Mahakavi Krittibas Ojha (/bn/; c. 1381) was a medieval Bengali poet. His major contribution to Bengali literature and culture was Hindu epic Rāmāyaṇa in Bengali. His work, the Śrīrām Pā̃cālī, is popularly known as the Krittivasi Ramayan. His work, edited by Jaygopal Tarkalankar, was published by the Serampore Mission Press.

==Life==
Krittibas Ojha was born in a Bengali Kulin Brahmin family at Phulia village of modern-day Nadia district in the Indian state of Paschimbanga (West Bengal). He was the eldest among his father Banamali Ojha's six sons and one daughter.

The word "Krittibas" is an epithet of the Hindu god Shiva. It is said that when Krittibas was born, his grandfather Murari Ojha was preparing for a pilgrimage to Chandaneswar in Odisha; hence, the child was named after Shiva, the presiding deity of the nearest Odishan pilgrimage site to Bengal. At the age of 11, Krittibas was sent to Nabadwip (in other opinion, to Barendra in North Bengal) for higher studies. After finishing studies he was traditionally honoured by the King of Gauda himself by the offerings of a garland, some sandal water and a silk scarf.

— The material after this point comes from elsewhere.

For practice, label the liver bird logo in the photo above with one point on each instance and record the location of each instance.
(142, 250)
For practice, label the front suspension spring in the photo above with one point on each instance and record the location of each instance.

Upon returning to his home at Phulia, he translated the Valmiki Ramayana epic & The original Mahabharata epic into Bengali (Sadhu Bhasha or Sanskritised Bengali). Kritibas Ojha himself later transcipted the Sadhu Bhasha or Sanskritised Bengali version of Valmiki Ramayana epic in Chalit Bhasha or Simple Bengali version. Later on in the 1930s Kazi Nazrul Islam transcipted Sadhu bhasha or Sanskritised Bengali version of Mahabharata epic in Chalit bhasha or Simple Bengali version.

The identity of the 'King of Gaur', who is described by Krittibas to be on good terms with the Hindu population, is hotly debated. Some argue that it refers to Raja Ganesha, historian R. C. Majumdar argues in favour of the Bengali sultan Ruknuddin Barbak Shah.